Confused About Aesthetics Examples
Exposure to books like Animal Liberation may raise the salience of animal suffering to my own aesthetic preferences and reveal that I do in fact care a great deal about the suffering of animals. It can certainly be debated here whether I am revealing a preference I already had or simply changing my existing preferences by reading this book.
This view is not quite the strawman of enlightened selflessness where one 'does moral things because it will make them happy'. One can still have preferences about how they hope the world will look 100 years after their death or in some weird 'do a good thing and then immediately take an amnesia pill' type thought experiments.
This still leaves open a lot of value systems such as that of a true dedicated psychopath who is correct about their own antisocial aesthetic preferences. There is also a lot of confusion here about what we should do when our own actions will reliably change our existing values.
We do however escape the trap of having to logically justify from first principles our value system. Moral progress proceeds by on the one hand trying to gain more wisdom and seeing more clearly how the happiness/suffering of others creates a more/less beautiful world and on the other hand trying to practically see how our actions can help bring about more desirable world states (usually by collaborating with others that have aligned moral aesthetics).
TLDR:
There just is some physical fact about what you do value as an aesthetic preference between world states. This fact is contingent on your biology/psychology/sociology etc. but can't be arbitrarily changed at will. There is still plenty of room here for moral progress but there is nothing written into the stars of the form "maximizing well-being for all conscious creatures impartially considered is Good".
It seems like torturing babies for fun is bad. There's no reason to believe it's not. So you have good reason to believe that torturing babies is objectively bad.
I don’t have enough of a vocabulary or an education to fully answer this question, but I’ll give it my best shot.
In order to unequivocally prove values have an underlying purpose, you would have to unearth the origin of morality.
As you stated, people don’t intuitively have a desire to do only “good”, so we could assume that morality is an arbitrary concept created by certain humans in order to gain wealth or social status and some form of security. But being “good” doesn’t always pay, sometimes it’s more beneficial to be “bad”.
The way I see it, the only way being “good” would end up being seen as a “good” thing by people is if there was some kind of god who created humanity.
I think the best way to find out if values are arbitrary would be to find out if there is a god, and if so, who is god?
That’s my 2 bits.
Values are in fact arbitrary. In the long term, however, it will be more beneficial for you to be good to people than to do whatever you feel like. We live in a world where your reputation will have a massive impact on how you are treated. If you treat people well and build a good reputation, other people will treat you better, and you will be happier. You should care about other humans because your brain is almost certainly hard wired to feel good when other people care about you. The best way to get people to care about you is for you to care about them :)

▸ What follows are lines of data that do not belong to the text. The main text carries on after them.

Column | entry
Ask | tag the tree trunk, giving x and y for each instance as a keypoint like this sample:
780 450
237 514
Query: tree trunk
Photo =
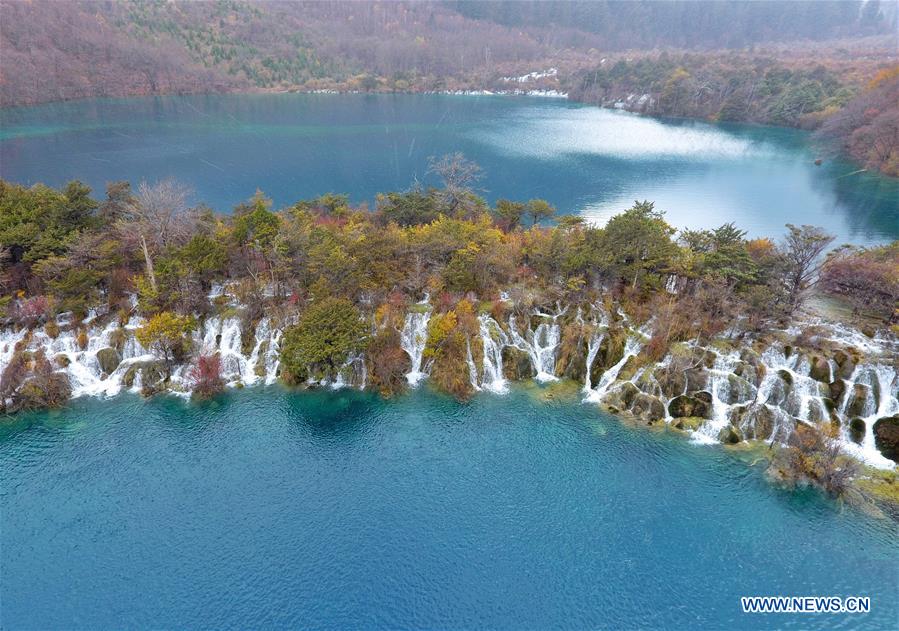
150 273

Sounds like you're describing some sort of moral skepticism. Read more here, but this view is generally very unpopular with philosophers.
Interactive mode:
Is it fair to say that your main question above is something like "Why would I care about consistency for consistency's sake"?
It does not reject emergent game-theoretical considerations, i.e. instrumental approaches towards satisfying my values
Where do you draw the line between instrumental and terminal? For instance, in the psychopath society case you mention, wouldn't it be also coherent to agree to find murder repugnant as it can also be beneficial to do so?